Abstract

Shell shock has long been a popular topic. Indeed, it is a subject that historians never seem to tire of writing about. There are too many to name, but Peter Leese and Ben Shephard are two of the more recent examples. Perhaps it is, as Reid contends, that ‘shell-shocked men were uniquely unable to forget the war and all its traumas’ (p. 8) which has made shell shock such an enduring subject for historical research. However, Reid goes beyond the treatment regimes and hospital stays and assesses the shell-shocked men’s place in the wider cultural and social realm after the war, more in the style of historians Ana Carden-Coyne, Beth Linker, and Heather Perry.
From the outset, Reid endeavours to construct shell shock within a cultural framework. She argues that there were a number of reasons why the condition became a marker in the period following the war which stemmed from pre-existing attitudes toward mental weakness, the terminology of ‘shell shock’ itself, and the regimes that were established for those with the condition. The book avoids military hospitals for those with shell shock: instead it concentrates on the role of the Royal Army Medical Corps (RAMC) and its role in the treatment of shell shock closer to the front line. On the whole, the RAMC comes off badly, as Reid asserts that medical treatment for those with shell shock was inconsistent and informal. This, in turn, created a particular style of rhetoric and a popular view of those with the condition during and especially after the war. Reid notes that ‘the rhetoric of victory and of medical success sat uneasily alongside large numbers of mentally damaged veterans, and so the wartime marginalization of shell shock began to be interpreted as either neglect or cruelty’ (p. 69).

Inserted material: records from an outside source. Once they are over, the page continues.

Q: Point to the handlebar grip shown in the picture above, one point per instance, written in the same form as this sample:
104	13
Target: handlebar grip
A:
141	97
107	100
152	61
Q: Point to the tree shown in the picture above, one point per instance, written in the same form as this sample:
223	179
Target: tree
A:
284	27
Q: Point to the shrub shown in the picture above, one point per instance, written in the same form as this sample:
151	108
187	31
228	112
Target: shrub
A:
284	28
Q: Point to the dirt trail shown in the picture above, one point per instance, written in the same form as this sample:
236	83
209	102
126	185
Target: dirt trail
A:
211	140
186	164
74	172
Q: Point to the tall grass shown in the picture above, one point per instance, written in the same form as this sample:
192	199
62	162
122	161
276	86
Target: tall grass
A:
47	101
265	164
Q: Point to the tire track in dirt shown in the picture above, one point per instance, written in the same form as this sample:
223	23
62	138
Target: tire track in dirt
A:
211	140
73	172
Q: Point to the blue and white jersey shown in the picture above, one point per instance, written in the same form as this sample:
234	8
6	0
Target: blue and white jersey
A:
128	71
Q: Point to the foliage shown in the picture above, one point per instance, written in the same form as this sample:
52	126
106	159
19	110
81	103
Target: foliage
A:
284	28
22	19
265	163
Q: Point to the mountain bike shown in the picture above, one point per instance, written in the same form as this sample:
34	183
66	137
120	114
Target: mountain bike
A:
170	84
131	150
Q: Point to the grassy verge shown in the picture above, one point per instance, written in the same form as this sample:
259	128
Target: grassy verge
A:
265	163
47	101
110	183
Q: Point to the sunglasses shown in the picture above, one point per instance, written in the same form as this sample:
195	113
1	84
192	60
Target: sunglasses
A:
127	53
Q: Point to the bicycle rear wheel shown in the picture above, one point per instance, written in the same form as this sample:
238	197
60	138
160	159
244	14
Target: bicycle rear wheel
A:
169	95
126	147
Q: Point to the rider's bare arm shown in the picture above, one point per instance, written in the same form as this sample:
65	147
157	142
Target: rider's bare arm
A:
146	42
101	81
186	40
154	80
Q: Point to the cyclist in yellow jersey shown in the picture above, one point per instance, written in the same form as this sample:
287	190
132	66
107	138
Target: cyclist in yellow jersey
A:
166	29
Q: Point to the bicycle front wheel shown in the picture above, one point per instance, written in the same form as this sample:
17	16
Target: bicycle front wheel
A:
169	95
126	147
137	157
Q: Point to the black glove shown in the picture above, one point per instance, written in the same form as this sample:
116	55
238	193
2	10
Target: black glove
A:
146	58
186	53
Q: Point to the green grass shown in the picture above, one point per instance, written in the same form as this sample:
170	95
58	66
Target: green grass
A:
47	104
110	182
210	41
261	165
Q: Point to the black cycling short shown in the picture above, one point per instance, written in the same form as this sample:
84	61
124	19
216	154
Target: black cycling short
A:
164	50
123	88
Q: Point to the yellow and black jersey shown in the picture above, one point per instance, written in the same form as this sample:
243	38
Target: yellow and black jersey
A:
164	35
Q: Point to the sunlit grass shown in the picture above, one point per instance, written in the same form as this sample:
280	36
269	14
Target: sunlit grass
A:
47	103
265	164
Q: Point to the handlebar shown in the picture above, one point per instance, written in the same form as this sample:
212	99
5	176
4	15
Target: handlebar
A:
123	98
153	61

Reid then goes on to explore the conception of shell-shocked men throughout the 1920s within the system of state support. She notes that within the limited system of support available for veterans in particular, the treatment of shell-shocked men became even more welded to injustice. The official Committee of Enquiry into Shell-Shock report, published in 1922, and the war pensions system, in which men with shell shock were supported, were unable to suppress the sense of injustice felt by the public on behalf of the psychologically damaged veterans.
A significant proportion of the book concentrates on the work of the Ex-Services’ Welfare Society (ESWS), which was established specifically to deal with ex-servicemen suffering from psychological damage from their war service. Reid details the ESWS’s problematic relationship with the system of state support. Indeed, the ESWS’s endeavour to highlight some of the sufferings of the shell-shocked men meant they lost the support of the mainstream veterans’ charities, such as the British Legion, and government departments, such as the Ministry of Pensions. By the late 1920s the ESWS had altered its stance, and instead of attempting reforms to asylums it concentrated on the development of homes and employment schemes for the men. The establishment of work programmes and in particular companies such as Thermega, where men with shell shock manufactured electric blankets, demonstrated the role reversal from needy broken man to that of masculine provider.
Reid rightly claims that, for the most part, the histories of what happened after the war to those with mental breakdown have been the most seriously marginalized. She argues that there has been more interest in the stories of the dead, particularly those who were shot for cowardice, than those that managed to take up their lives again after their treatment. Reid also notes that, despite the sympathy that existed in the minds of the public and charitable endeavour after the war, the voices of shell-shocked men were effectively silenced by those that represented and cared for them. In the broadest sense, this book reconsiders the First World War and questions the prevailing view that it was an unnecessary and pointless conflict.
An initial criticism of a work such as this might be a tendency to reflect that there is little to say on shell shock that has not already been said. However, a compelling reason to read Broken Men is that at last here is a book that for the most part removes the shell-shocked men from the environment of the hospital and lunatic asylum, and instead situates them where most of them ended up – for better or worse – reunited with the people and the society that they left behind when they went off to fight.